THE NMI Bar Association, in a pompously verbose letter to the editor we published on Monday, made at least two claims unsupported by what even lawyers call “facts.” The bar argues that cutting the salaries of the CNMI’s overpaid justices/judges will send a “wrong message”; and that these salaries are “perceived” by the public to be “high.”
This may be news to the bar, but PSS, CHC, DPS, NMC are underfunded. The government cannot pay the rebates it owes taxpayers. CUC has no money for fuel. The Retirement Fund is withdrawing tens of millions of dollars from its investment portfolio to ensure that retirees and their dependents get their pension checks. Meeting government payroll is a biweekly nightmare for the Department of Finance. Meanwhile, out here in the real world, businesses are shutting down and workers are getting paid less if not being laid off. The CNMI’s economy, or what’s left of it, is not expected to improve in the next two or three years, at least.
But according to the bar, taxpayers should continue overpaying judges and justices. So what “message” does the bar is sending to ordinary government workers, public school students, medical referral patients, government vendors/suppliers, low-income taxpayers?
The bar says it “understands that there is a public perception that, compared to other CNMI government employees, judicial salaries are high.” But that’s not a perception. It’s a fact. The judiciary’s salaries are high, this government is broke and the economy is dying. Surely the bar is not saying that public education, public health and public safety should sustain deeper budget cuts so that the justices and judges can continue drawing over $100,000 a year while the economy bites the dust.
The bar invokes “competitive market forces” while ignoring the market realities that have already brought this government to its knees. The bar, moreover, believes that high salaries “attract” the most highly qualified — without acknowledging that this “theory” has been mercilessly refuted by the actions and pronouncements of other overpaid CNMI government officials, past and present.
This bankrupt and bloated government, and that includes the judiciary, has to cut costs.
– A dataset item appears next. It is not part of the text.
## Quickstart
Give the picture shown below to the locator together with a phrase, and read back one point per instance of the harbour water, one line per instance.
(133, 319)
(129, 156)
The passage of Senate Bill 16-26 is a step in the right direction. More cost-cutting measures should be implemented.
THE governor says he abolished the Commonwealth Port Authority board because it failed “to get a quorum at a number of its meetings,” which resulted in a “a technical default on the March 1, 1998 indenture on [CPA] airport revenue bonds.” This is a most interesting construction for taking over an autonomous government agency, even if it is for only 120 days.
Most of the board members are the governor’s appointees, long-time friends, business associates or political allies. It’s hard to imagine that they would jeopardize the governor’s tenure by not showing up to important board meetings, particularly given the immense importance of addressing the defects supposedly cited by the bond trustee, the Bank of Guam. Yet CPA’s report to the Legislature satisfied the trustee and there was no indication that an executive order was even a consideration. One day after announcing his takeover, the governor hedges his move with a declaration of emergency. The CPA board members, not surprisingly, are unavailable for comment.
All this doesn’t pass the sniff test.
Emergency declarations are supposed to be carefully crafted, used sparingly and only in genuine emergencies, which do not include no-show board members, who, incidentally, can be fired and replaced by the governor. Making the bond trustee nervous also doesn’t constitute an emergency.
Things will continue to go down hill from this point. The governor apparently knows all the players well and figures that without a real opposition, he is free to do as he pleases.
This is the second independent agency he has taken over. CUC and CPA are financially troubled but valuable entities. They have functions that can be provided by contractors in whole or in part. Privatization prospects involving these two agencies are simply too rich to be ignored by this pro-certain businesses administration.